Why you should avoid this book: Murphy hurtles you into the story at the start of the book with minimal explanation (some of which doesn’t come till almost the very end) so you might want to avoid Signed Mata Hari if you prefer a more linear storyline.
Opening paragraph:
I cheated death. I walked across the sea. When the tide was low I went over the furrowed sandbanks in my small bare feet. I skipped school one day and traveled to an island near my home called Ameland. I had heard stories, every child who lived in the Netherlands knew the stories, about the mud like quicksand and about the water like a great gray wall when the tide came in and how it could catch you and knock you down and pour into your mouth and drown you so that you couldn’t ever return, no matter how hard you tried to climb out of the mud like quicksand and over the great gray wall. But I returned. I went back to the nuns, who had been tolling bells, looking for me. When they found me they showed me their palms, raw from pulling the bell’s rope, and they took me to the headmistress for punishment. Walking to her chambers I whispered proudly into the black folds of their habits. I have walked across the sea. Later my whispers came out as the nuns knelt for Mass, released like cold air trapped in a cellar, now mixing with their prayers.
Fabulous quotes:
She knew the make of her lovers’ overcoats, which they took off their own backs and threw over puddles so she could cross streets without wetting her shoes. She knew Bouchardon would think these were all clues to prove her guilt and she fed them to him, wondering when he would realize that what she was telling him were just the memories of a middle-aged woman who once had many lovers, and they were not the memories of some coldhearted spy intent on the defeat of the Allied forces.
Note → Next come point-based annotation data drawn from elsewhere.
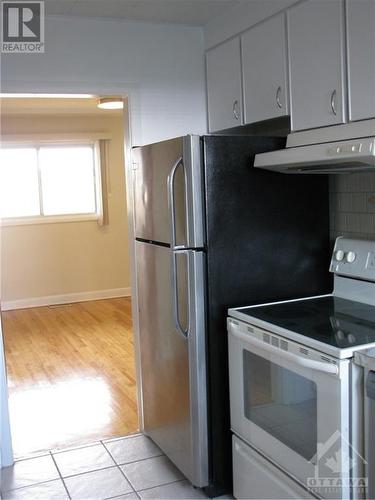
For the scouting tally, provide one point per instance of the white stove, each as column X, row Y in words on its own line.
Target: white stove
column 295, row 391
column 337, row 324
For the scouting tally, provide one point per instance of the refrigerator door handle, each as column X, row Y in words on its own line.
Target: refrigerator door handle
column 176, row 316
column 171, row 202
column 197, row 361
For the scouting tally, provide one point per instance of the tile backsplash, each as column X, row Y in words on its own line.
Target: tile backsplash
column 352, row 205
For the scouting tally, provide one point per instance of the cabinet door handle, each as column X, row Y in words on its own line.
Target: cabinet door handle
column 235, row 110
column 278, row 97
column 333, row 102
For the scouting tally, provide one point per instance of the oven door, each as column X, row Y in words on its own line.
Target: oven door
column 291, row 406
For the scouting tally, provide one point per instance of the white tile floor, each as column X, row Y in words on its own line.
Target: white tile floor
column 127, row 468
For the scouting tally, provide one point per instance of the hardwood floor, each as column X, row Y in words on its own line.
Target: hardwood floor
column 71, row 374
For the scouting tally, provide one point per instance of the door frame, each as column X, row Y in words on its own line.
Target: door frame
column 132, row 126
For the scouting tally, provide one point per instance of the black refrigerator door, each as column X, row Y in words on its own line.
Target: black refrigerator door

When Dr. VanVoort came and looked over my shoulder, he asked, Where am I in the picture? And I told him that if MacLeod were to see him in the picture, he might put two and two together and that was a four I did not want to have to explain.
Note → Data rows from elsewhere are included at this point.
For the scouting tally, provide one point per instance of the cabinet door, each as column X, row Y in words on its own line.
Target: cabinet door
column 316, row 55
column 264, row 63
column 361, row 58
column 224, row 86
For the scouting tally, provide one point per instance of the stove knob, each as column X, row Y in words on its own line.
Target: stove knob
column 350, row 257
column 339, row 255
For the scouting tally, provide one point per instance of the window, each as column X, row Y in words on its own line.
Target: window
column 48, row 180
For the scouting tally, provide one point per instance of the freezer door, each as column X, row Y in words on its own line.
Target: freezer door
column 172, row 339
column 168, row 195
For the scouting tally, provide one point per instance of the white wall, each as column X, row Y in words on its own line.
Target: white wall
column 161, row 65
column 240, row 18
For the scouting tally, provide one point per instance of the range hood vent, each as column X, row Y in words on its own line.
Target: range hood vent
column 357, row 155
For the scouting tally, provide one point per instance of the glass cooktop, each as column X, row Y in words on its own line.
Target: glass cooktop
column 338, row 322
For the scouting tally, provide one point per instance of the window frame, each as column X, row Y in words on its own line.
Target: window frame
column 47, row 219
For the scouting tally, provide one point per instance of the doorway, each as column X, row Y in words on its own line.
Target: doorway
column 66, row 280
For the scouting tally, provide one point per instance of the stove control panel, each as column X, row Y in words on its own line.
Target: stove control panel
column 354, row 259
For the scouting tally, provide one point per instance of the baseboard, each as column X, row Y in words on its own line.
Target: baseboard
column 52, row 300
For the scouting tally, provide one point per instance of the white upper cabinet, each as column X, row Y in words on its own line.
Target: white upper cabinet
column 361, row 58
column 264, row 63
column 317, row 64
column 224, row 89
Also recommended: Frangipani by Celestine Vaite; The Blood of Flowers by Anita Amirrezvani; Slammerkin by Emma Donoghue.
Also by this author: Stories in Another Language; The Sea of Trees; Here They Come.
Author’s website: yannickmurphy.com
Fun tidbit: Murphy’s Story ‘In a Bear’s Eye’ was published in the 2007 edition of The O. Henry Prize Stories, an annual collection of twenty of the year’s best short stories.